Phichit Hathaipantalux and Traipitra Srivongsechai
In a time when fabric prices were soaring and the garment industry was in turmoil, two brave souls, Phichit “Top” Hathaipantalux and Traipitra “Fah” Srivongsechai, jumped into the fashion world and started their brand, Vanorn Bangkok.
Since his university days, Top has always been passionate about contemporary Thai concepts but his ideas were often rejected by his classmates—Thai youngsters who shared the belief that anything Thai wasn’t really fashionable. “I really like anything associated with Thai folk culture, but I kept it secret because I was scared that people would think my ideas on Thainess were lame. It was embarrassing,” admits Top.
He started helping with the family business after university but quited soon after to start his own label with Fah, a recent arts graduate who has always been interested in fashion. They discovered they shared similar design attitudes and a passion for modern Thai ideas. “We started out with jeans. We did research on why jeans were, traditionally, high in both value and price. And we found out that, in the past, it took a long time and a lot of processes to make jeans, while today, technology has shortened the whole process, at the risk of quality.”
Having no background in the fashion industry, there were no rose petals strewn on their paths. “At first, we knew nothing about clothes.

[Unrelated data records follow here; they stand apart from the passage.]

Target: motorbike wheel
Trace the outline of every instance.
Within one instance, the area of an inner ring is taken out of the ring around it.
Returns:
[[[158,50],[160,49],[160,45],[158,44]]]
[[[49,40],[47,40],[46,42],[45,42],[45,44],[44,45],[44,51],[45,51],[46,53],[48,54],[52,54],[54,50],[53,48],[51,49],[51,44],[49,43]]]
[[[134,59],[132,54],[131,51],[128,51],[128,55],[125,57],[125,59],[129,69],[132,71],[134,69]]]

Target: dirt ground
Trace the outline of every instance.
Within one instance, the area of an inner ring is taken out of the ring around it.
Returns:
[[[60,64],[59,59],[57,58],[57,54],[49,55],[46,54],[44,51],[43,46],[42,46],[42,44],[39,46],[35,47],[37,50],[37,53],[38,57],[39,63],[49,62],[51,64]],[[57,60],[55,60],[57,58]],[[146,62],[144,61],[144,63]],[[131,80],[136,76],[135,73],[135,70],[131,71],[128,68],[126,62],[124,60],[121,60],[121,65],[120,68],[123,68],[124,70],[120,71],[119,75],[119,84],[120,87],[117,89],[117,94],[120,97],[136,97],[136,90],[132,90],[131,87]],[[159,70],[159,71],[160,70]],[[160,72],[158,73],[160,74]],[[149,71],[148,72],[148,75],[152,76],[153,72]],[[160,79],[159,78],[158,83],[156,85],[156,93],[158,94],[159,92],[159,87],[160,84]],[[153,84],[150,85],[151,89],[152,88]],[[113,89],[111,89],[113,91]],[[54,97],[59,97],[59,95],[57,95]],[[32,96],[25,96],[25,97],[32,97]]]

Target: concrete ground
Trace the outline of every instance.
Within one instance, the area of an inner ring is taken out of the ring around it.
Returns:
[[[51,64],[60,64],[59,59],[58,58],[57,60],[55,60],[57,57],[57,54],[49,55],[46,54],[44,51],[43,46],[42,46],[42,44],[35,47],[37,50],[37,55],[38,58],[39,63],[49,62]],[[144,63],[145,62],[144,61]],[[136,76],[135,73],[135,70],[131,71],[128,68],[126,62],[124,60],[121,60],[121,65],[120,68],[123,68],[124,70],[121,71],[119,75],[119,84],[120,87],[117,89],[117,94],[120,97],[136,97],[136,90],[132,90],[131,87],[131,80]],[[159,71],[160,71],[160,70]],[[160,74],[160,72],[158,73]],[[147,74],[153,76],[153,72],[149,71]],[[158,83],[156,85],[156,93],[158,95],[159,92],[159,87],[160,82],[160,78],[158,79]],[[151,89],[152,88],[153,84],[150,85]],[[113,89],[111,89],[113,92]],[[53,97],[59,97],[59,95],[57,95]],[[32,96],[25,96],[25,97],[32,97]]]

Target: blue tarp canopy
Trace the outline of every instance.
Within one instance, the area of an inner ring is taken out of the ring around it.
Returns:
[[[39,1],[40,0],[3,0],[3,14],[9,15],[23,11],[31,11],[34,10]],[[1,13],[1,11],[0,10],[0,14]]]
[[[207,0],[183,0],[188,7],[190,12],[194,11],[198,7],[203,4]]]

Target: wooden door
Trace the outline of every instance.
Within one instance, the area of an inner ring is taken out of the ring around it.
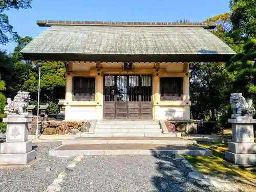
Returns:
[[[105,75],[103,118],[152,118],[151,75]]]

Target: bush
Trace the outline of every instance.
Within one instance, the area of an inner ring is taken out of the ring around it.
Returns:
[[[6,132],[6,123],[0,122],[0,133],[5,133]]]

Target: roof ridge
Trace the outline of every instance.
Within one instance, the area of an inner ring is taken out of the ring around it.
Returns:
[[[216,24],[213,23],[199,22],[121,22],[96,21],[68,21],[68,20],[37,20],[36,24],[40,27],[51,27],[53,25],[74,26],[108,26],[131,27],[198,27],[205,29],[214,29]]]

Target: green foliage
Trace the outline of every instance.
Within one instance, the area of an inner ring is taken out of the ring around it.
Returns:
[[[57,103],[49,101],[47,102],[49,104],[47,110],[49,113],[57,114],[59,113],[59,106]]]
[[[20,9],[31,8],[32,0],[1,0],[0,1],[0,44],[6,44],[10,40],[17,41],[19,38],[18,33],[13,31],[13,27],[9,22],[8,15],[5,13],[10,9]],[[8,38],[7,34],[11,34],[12,38]]]
[[[0,133],[5,133],[6,131],[6,123],[0,122]]]
[[[31,94],[32,100],[37,97],[39,69],[35,67],[31,71],[30,77],[23,86],[24,90]],[[44,62],[41,67],[40,101],[56,102],[65,94],[65,68],[62,62]]]
[[[190,70],[192,118],[216,121],[226,99],[223,90],[231,86],[233,75],[218,62],[192,63]]]

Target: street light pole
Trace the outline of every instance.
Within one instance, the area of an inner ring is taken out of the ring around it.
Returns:
[[[36,121],[36,131],[35,132],[35,139],[38,138],[38,121],[39,121],[39,102],[40,97],[40,79],[41,77],[41,66],[42,65],[41,61],[37,62],[37,66],[39,66],[39,79],[38,79],[38,93],[37,95],[37,120]]]

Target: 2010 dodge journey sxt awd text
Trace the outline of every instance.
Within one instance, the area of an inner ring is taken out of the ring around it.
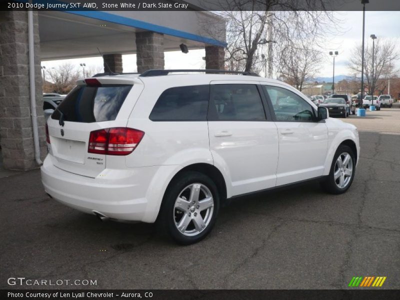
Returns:
[[[102,218],[156,221],[188,244],[226,199],[315,178],[339,194],[354,178],[356,127],[282,82],[150,70],[77,83],[48,120],[42,181]]]

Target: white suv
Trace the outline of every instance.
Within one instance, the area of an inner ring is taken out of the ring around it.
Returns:
[[[47,122],[46,192],[102,220],[157,221],[188,244],[229,198],[308,180],[349,188],[354,126],[282,82],[211,72],[78,80]]]

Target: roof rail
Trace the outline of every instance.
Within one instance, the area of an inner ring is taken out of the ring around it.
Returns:
[[[170,73],[187,73],[188,72],[204,72],[208,74],[238,74],[248,76],[257,76],[259,75],[254,72],[240,71],[229,71],[226,70],[148,70],[140,75],[140,77],[149,77],[150,76],[163,76]]]
[[[140,74],[140,73],[114,73],[112,72],[106,72],[105,73],[98,73],[92,77],[100,77],[101,76],[115,76],[116,75],[132,75],[134,74]]]

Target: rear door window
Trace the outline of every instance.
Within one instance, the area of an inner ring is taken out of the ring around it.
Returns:
[[[205,121],[210,86],[189,86],[166,90],[158,98],[149,118],[152,121]]]
[[[52,118],[92,123],[116,120],[132,88],[132,84],[104,84],[100,86],[78,86],[60,104]]]
[[[212,84],[208,120],[263,121],[266,120],[254,84]]]

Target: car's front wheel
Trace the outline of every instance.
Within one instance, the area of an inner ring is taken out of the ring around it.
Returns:
[[[340,145],[334,156],[329,175],[321,186],[330,194],[342,194],[352,185],[355,172],[354,154],[348,146]]]
[[[202,173],[182,173],[170,184],[158,222],[175,241],[190,244],[211,231],[220,207],[216,186]]]

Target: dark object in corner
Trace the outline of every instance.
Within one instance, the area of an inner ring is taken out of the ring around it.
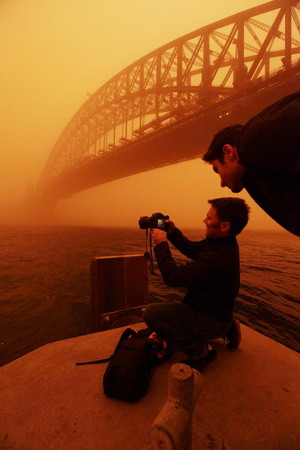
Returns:
[[[127,402],[139,400],[146,394],[156,366],[150,333],[149,329],[135,332],[126,328],[110,358],[76,365],[109,361],[103,376],[105,395]]]

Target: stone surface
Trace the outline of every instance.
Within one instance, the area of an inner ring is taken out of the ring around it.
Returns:
[[[47,344],[1,367],[0,449],[142,449],[167,398],[169,369],[183,355],[157,368],[140,401],[109,399],[106,364],[75,362],[111,355],[122,330]],[[193,449],[206,441],[219,448],[221,438],[231,450],[298,450],[299,354],[248,327],[242,334],[235,351],[216,341],[218,358],[203,372],[194,412]]]

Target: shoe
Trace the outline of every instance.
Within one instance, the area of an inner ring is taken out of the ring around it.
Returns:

We just sent our designs to pattern technicians to design the patterns, then sent these to the fabric dealer and the factory,” Top recalls. “And when we received the final pieces from the factory, we would want to throw them away.” Top and Fah chose to use Thai fabric but the garment industry was at a near collapse at the time, resulting in cheap, low-quality fabric.
After dealing with way too many unsatisfactory outcomes, the partners learned the hard way of the differences between real (i.e., expensive) and fake (i.e., cheap) jeans. “Real jeans are spun with strong, thick cotton thread, but many pairs now are spun with thin cotton threads which have been loosely twisted with more threads. This [process] doesn’t make the jeans too sturdy.” They’ve since paid more attention to every step of production.
In 2014, Top and Fah reimagined the concept of Vanorn Bangkok, working with inspirations from Thai folk culture such as molam, local markets, ten-wheeler truck stickers. “We started out with contemporary Thai concepts because we were too afraid to be more playful with Thai folk culture—we were afraid of criticism from Thais who are biased against their own culture,” says Top. “But we are now confident enough to move on and try to revolutionize the concept of the Thai spirit, and this has made our products more powerful.” Vanorn Bangkok’s latest collection, Sib Pad Mong Kut, is inspired by ten-wheeler truck stickers that depict traditional Thai images such as Hanuman holding a moneybag.
Jeans have really mushroomed in the Thai market, but Top and Fah aren’t too concerned about sales nor are they worried about rival denim brands. Instead, the two entrepreneurs are focusing all their energy towards how they want their clients to feel when wearing their jeans. They are considering producing other clothing items as well. “We now embroider jeans ourselves, spin the threads ourselves. They are dyed and woven in Thailand by Thai people. The style we like is very specific and delicate. So we need to do it ourselves because no one else in the Thai industry does it.” And the next step? “We want to change Thai people’s attitude towards Thai products,” says Fah. “To make people believe that our country can produce great, quality clothes.”